Using KL-Divergence and Water Retention Data to Characterize Soil Structure.

Sung Won Yoon, Environmental Sciences, Rutgers, The State University of New Jersey, 14 College Farm Rd., New Brunswick, NJ 0801 and Daniel Giménez, Department of Environmental Sciences, Rutgers, The State University of New Jersey, 14 College Farm Road, New Brunswick, NJ 08901-8551.

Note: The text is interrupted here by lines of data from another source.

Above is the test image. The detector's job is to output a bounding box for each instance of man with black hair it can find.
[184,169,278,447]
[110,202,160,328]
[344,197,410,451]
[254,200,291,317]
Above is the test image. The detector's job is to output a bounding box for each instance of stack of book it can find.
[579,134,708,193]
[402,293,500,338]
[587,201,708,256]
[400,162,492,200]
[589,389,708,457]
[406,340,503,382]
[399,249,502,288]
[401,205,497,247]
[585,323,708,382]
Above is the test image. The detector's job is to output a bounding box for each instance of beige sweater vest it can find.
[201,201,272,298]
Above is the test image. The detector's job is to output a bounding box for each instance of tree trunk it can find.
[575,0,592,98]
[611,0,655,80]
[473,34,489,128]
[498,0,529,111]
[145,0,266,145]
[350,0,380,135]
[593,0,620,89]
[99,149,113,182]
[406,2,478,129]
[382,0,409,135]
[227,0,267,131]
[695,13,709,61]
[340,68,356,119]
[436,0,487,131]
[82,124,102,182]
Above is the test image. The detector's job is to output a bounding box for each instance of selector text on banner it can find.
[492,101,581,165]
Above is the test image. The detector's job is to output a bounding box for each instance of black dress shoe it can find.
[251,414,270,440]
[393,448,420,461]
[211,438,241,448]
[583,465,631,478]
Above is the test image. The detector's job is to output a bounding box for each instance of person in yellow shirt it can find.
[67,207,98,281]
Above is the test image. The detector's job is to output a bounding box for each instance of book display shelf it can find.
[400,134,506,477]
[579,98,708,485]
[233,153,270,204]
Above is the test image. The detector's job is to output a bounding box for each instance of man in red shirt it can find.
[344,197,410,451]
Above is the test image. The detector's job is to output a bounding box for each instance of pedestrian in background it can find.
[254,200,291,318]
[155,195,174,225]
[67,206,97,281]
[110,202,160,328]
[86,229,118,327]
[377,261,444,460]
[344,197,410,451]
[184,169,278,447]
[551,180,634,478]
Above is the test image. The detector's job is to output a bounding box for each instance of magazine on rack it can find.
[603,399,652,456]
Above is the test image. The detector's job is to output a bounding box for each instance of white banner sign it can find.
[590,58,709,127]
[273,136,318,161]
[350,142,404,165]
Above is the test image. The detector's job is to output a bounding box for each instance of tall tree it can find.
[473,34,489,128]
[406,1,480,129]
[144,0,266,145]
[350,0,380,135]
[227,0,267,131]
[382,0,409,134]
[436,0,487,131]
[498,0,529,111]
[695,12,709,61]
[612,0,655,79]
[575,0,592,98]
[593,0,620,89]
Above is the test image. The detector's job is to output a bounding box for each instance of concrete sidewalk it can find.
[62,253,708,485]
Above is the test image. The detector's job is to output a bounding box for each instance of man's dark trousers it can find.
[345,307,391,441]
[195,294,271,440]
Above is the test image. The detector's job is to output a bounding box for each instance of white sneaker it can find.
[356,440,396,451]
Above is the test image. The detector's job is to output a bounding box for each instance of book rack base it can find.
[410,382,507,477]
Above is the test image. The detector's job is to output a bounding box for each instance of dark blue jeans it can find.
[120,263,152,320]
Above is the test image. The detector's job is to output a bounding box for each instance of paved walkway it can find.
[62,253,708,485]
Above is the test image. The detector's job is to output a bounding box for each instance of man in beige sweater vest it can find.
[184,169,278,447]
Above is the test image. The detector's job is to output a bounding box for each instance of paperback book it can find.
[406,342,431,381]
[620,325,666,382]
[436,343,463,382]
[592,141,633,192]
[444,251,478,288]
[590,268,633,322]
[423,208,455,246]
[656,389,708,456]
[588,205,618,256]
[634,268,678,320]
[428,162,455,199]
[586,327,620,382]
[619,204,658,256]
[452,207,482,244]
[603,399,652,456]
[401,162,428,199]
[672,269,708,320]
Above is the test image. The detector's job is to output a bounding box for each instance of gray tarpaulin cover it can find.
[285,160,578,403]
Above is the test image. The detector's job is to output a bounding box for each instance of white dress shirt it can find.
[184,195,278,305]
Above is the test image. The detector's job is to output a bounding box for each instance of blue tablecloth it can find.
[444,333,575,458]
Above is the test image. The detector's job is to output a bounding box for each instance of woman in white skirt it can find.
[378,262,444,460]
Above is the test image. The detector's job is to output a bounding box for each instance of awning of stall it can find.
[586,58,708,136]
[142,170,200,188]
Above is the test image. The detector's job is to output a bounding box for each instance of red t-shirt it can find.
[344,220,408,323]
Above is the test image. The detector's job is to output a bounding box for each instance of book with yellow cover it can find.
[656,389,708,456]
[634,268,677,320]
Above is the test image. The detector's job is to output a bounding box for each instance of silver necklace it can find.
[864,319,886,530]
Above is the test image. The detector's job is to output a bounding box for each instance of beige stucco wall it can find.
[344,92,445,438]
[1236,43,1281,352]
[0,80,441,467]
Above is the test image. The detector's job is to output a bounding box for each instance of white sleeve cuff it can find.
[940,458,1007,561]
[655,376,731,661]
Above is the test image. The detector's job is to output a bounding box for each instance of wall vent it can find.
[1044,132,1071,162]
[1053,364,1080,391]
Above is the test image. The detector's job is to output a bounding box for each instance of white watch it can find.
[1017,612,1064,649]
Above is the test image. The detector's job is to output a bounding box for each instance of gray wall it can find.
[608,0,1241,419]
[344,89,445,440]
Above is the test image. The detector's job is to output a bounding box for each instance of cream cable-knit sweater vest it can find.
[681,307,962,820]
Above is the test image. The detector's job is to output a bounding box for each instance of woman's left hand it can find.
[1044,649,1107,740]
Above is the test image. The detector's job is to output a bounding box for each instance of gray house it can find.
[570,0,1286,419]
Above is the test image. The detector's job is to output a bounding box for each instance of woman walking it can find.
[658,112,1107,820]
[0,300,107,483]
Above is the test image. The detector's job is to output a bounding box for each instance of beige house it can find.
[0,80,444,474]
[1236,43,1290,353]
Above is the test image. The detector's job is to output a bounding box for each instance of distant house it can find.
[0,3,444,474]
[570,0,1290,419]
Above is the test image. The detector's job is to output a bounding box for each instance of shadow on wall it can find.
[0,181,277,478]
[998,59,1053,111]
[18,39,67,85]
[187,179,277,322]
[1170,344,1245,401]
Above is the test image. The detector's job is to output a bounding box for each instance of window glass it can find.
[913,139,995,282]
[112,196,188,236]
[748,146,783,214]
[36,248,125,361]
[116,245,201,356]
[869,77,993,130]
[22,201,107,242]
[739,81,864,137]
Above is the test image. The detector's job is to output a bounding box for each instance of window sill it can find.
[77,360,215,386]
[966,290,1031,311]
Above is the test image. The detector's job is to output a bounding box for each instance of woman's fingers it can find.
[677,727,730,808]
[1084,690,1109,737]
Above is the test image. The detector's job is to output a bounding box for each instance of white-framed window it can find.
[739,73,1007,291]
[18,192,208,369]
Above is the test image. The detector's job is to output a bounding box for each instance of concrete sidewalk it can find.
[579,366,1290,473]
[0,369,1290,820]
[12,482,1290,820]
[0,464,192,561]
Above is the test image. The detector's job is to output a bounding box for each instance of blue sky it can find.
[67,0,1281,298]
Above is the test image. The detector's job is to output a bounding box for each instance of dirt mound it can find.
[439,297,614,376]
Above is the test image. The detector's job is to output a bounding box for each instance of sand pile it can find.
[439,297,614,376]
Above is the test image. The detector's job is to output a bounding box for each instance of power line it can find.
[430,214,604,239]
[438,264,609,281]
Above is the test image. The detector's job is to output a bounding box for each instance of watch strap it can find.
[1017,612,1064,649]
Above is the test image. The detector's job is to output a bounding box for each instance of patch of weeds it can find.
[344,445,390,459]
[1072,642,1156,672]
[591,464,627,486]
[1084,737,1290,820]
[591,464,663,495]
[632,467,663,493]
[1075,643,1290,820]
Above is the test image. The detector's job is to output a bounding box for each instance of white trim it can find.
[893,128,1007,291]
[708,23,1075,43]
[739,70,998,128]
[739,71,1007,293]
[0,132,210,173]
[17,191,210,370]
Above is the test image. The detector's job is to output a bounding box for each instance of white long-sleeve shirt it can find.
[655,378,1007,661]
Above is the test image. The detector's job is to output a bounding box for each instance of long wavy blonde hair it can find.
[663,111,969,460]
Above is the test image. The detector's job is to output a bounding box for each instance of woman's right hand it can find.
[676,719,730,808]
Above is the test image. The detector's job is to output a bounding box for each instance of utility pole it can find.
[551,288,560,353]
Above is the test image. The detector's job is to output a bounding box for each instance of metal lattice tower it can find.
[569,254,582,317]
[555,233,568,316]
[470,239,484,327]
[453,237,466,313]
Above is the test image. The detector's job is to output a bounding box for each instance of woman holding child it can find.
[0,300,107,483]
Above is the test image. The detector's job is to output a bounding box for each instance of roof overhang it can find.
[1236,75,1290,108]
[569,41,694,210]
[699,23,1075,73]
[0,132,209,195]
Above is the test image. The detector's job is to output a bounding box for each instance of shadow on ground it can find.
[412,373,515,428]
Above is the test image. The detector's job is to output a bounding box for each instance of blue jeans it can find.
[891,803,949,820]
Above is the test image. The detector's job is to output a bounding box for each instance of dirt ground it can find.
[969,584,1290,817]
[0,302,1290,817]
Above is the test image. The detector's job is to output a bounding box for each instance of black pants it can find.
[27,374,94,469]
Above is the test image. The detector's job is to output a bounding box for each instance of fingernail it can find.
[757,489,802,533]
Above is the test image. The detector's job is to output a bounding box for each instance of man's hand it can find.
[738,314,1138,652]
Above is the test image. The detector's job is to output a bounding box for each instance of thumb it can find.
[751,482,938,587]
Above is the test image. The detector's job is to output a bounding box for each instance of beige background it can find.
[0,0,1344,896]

Soil structure can be assessed by differences between properties measured in disturbed and undisturbed soil. The Kullback Leibler Divergence (KL-D) is a measure defined as the entropy of the difference between two density functions. Our objective was to quantify soil pore systems obtained from water retention curves of disturbed and undisturbed soil samples with the KL-D measure. Three soil clods were sampled from each of 24 horizons and used to measure bulk density (saran resin method) and water retention by the hanging column and pressure extractor methods. Bulk soil samples were collected to measure texture and organic matter. Seven soil-water pressure potentials were used in the range from -3 to -100 cm on undisturbed soil samples and 13 pressure potentials in the range from -3 to -15000 cm on disturbed samples. Water retention data was fit with the Kosugi lognormal water retention model and the parameters from the model used to calculate KL-D with an analytical equation. The KL-D measure exhibited distinctive values for some of structural types with the textural and aggregate size classes. The proposed measure could serve as a link between qualitative field description of soil structure and a quantitative measure of the effect of soil structure on pore size distribution.